47% of supplier collaborations fail according to an (admittedly now ageing) piece of research by Procurement Leaders. The reasons for their failure are myriad and each one will have a sorry tale to tell about what went wrong, who was at fault, and how much the whole exercise cost in terms of hard cash sunk, possible savings missed, reputations trashed, and opportunities squandered.
Andrew Tanner-Smith takes a look at the complexity and nuance, and highlights some of the conditions required to create a successful collaborative experience.
It doesn’t have to be this way. Having reviewed the academic research around collaboration failure, and believe me it’s not an undocumented area, we can boil down the reasons for failure into several different categories. Organisational resistance to collaboration – both in their approach to partnering and embedded within their existing tools and processes, and employee’s resistance to collaboration, whether that is due to ingrained working habits or a lack of collaboration-oriented skills.
My point is that it’s all too easy for a company to choose a supplier, share their requirements, then think of their relationship as a collaboration without really understanding what collaboration really means. Collaboration starts with alignment across individual members of the collaboration team, across and between the business functions involved, and across and between the organisations which are collaborating. Identifying the existence of key attributes in your team, within your business function, and across your organisation will greatly improve the likelihood of collaborative success.
Readers paying any attention whatsoever will have recognised that I have already introduced 3 layers of complexity – the individual employee, the procurement function as a whole, and the wider enterprise. Of course, there are many other factors to consider that make the total combination of issues at play mind-boggling. But if supplier collaboration was easy almost all of them would be successful.
Procurement professionals already have a lot of the skills needed to become good collaborators. Some of them, such as negotiating, and supplier relationship management need tweaking to fit the needs of building a true win/win collaboration, but they are certainly a good basis for building the right skills.
However, some key skills are missing, and some of these skills, are better described as attributes because developing and being proficient in those leadership skills takes a certain mindset.
As an example, try to find a Udemy training course on how to be entrepreneurial. Sure you can find courses on how to run a business, how to negotiate, how to market, how to strategise. But how to embrace and feed off of the risk our procurement training tells us to process out, manage and mitigate? That’s a whole set of different thinking for a procurement professional. And they need to be entrepreneurial. They need to be thinking strategically and acting for the longer term.
I’ve no doubt many talented people in procurement are more than up to the task, and let’s say that leaders do emerge from the procurement function. What then? The other side of the equation is that these people sit within a procurement function that sits within a wider organisation that will have its own internal culture, and its own external pressures and commitments. Both the procurement function and the organisation also need to start thinking differently about procurement’s role if it is to be the arbiter of collaboration for growth. What’s the point of a CPO encouraging his team to think about adding value through collaboration if the CFO only incentivises cost savings? How can the CPO champion collaboration with his team if the corporate culture is too bound by competition from rivals to share IP openly with collaborators?

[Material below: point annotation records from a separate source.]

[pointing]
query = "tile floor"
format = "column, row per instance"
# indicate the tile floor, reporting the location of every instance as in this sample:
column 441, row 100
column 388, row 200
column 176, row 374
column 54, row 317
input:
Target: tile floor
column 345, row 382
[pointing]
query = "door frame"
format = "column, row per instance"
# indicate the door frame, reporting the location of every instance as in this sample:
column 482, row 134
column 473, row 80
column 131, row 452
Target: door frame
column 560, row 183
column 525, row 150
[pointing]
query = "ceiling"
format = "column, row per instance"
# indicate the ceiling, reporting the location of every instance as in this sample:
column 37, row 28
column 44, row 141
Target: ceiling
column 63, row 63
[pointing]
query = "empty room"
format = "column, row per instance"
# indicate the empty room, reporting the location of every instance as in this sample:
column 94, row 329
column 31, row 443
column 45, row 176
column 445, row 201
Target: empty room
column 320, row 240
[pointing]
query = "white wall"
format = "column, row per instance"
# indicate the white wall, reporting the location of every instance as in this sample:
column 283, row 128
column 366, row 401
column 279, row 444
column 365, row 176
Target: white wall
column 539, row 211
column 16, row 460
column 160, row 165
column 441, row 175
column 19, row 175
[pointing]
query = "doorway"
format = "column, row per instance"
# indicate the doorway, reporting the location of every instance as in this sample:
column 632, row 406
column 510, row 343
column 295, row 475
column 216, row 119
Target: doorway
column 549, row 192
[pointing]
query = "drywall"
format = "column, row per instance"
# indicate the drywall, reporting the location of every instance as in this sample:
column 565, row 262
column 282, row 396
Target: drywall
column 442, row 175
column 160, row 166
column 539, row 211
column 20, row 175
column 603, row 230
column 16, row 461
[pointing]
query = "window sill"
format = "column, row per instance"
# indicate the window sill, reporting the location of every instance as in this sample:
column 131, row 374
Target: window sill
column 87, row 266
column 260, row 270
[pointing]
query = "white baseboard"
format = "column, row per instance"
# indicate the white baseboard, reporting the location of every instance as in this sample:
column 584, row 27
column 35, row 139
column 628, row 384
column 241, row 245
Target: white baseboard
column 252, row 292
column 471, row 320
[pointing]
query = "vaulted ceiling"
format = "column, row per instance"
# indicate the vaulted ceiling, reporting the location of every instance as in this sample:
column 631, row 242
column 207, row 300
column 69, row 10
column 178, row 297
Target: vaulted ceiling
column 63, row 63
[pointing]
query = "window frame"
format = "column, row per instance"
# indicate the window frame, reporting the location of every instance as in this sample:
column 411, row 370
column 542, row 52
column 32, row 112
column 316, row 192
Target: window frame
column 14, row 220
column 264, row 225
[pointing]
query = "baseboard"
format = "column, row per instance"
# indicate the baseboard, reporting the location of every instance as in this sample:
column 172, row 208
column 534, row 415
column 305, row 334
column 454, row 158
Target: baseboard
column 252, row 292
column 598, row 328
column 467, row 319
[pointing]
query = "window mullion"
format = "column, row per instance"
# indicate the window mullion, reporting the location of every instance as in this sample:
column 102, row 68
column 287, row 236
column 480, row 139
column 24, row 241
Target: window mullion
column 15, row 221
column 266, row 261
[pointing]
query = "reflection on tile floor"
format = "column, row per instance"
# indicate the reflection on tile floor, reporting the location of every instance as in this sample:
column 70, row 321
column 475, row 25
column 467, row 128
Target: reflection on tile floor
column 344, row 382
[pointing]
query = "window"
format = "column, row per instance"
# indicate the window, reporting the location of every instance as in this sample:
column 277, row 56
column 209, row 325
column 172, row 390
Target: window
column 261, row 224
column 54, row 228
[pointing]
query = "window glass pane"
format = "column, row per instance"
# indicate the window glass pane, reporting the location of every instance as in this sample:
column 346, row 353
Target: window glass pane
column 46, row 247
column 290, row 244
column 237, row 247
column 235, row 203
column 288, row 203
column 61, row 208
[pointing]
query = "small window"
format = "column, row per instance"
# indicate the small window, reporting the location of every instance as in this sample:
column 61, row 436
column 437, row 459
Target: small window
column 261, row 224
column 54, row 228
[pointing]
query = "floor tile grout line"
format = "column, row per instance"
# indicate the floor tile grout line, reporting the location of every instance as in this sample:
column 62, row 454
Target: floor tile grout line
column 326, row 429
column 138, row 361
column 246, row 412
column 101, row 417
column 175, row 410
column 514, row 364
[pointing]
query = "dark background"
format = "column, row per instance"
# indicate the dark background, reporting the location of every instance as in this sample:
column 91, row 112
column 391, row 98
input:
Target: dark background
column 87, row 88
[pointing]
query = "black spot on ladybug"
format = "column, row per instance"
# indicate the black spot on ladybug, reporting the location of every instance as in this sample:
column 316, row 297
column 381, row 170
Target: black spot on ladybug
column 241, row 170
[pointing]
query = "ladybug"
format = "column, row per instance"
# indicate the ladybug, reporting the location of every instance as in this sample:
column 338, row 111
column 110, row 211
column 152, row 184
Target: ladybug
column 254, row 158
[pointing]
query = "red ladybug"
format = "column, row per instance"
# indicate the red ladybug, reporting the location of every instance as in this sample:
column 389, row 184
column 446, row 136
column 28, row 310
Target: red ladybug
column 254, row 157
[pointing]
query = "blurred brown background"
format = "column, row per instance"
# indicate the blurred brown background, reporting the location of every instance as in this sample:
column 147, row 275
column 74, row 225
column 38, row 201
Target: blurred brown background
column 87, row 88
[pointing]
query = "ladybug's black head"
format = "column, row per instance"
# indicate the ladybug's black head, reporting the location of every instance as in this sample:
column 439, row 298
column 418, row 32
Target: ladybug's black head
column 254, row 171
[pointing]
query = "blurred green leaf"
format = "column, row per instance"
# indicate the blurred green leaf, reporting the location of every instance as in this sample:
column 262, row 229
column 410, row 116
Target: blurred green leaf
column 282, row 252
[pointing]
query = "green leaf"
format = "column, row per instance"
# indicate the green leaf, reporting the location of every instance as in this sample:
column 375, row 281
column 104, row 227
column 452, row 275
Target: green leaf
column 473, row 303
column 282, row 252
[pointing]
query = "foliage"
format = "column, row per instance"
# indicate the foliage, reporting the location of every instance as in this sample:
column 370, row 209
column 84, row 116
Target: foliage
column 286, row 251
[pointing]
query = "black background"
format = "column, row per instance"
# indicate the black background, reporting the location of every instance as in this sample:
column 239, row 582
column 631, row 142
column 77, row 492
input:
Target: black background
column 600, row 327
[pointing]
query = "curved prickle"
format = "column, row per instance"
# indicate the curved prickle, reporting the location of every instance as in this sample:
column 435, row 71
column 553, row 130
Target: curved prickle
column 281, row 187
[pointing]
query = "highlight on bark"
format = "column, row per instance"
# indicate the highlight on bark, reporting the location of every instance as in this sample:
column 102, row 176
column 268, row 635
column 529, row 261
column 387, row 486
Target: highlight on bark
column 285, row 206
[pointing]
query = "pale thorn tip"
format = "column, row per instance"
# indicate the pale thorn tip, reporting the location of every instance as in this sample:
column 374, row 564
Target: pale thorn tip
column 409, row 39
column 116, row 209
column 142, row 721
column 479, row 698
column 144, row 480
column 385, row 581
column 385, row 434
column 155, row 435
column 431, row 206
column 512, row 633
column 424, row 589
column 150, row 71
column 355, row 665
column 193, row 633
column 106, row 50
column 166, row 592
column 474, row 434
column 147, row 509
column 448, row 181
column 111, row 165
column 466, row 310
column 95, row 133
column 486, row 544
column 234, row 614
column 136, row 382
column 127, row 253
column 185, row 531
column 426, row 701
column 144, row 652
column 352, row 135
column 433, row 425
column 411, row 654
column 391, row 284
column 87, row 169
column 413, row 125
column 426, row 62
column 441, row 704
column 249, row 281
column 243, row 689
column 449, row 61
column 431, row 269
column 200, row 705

So, we need to have alignment within the organisation, which of course must be mirrored by alignment within the collaborator’s organisation. Then both of these organisations need to align on a whole raft of issues – above and beyond Key Objectives and Results, such as reciprocity of risk and reward, open sharing of ideas, time, and intellectual capital.
With all these factors in play, no wonder collaboration can be messy. The rewards, though, are incalculable, especially in the context of the monumental task we all face in meeting “Net Zero” carbon emissions by 2050.